J’ai eu ce qu’on appelle des « peegasms » depuis le jour où je sais ce qu’est un orgasme. C’était vers le début de ma puberté. Je pensais que tout le monde en avait, bien que je n’aie pas osé en parler pendant longtemps. Un jour, je devais aller aux toilettes et je n’ai pas pu m’empêcher de demander à mes amies si elles avaient aussi des orgasmes quand leur vessie était pleine. J’avais 16 ans à l’époque. L’expression sur leurs visages a répondu à ma question et je n’en ai plus jamais reparlé jusqu’à récemment, quand je me suis rendue compte que je n’étais pas seule grâce à cet article publié sur Reddit, où un mec demande si c’est normal que sa petite amie jouisse quand elle doit se retenir d’uriner.
Ensuite, j’ai découvert d’autres articles sur ce type d’orgasmes. Le Cosmopolitan, Vogue et même La Libre s’exclament que cette nouvelle « tendance » est dangereuse et que se retenir de pisser peut être nocif pour les femmes qui veulent en faire l’expérience. Puisque je ne peux pas contrôler ni retenir mes orgasmes, j’ai commencé à m’inquiéter pour ma santé. Je suis allée à la recherche d’un expert pour savoir pourquoi je jouis quand je dois pisser et si je devrais m’inquiéter pour ma vessie.
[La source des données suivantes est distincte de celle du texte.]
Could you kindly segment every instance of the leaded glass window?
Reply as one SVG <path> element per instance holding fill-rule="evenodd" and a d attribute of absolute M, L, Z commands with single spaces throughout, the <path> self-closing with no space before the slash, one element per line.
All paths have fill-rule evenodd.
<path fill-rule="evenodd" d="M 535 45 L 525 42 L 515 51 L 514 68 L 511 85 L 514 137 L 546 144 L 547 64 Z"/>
Je me suis d’abord renseignée auprès de ma gynécologue. Elle n’en avait jamais entendu parler et elle avait du mal à comprendre ma situation. On a parcouru ses bases de données ensemble mais on n’a rien trouvé sur le peegasm. Elle m’a parlé d’une possible anomalie génétique et m’a donné un rendez-vous pour un examen génital approfondi, qui n’a rien révélé.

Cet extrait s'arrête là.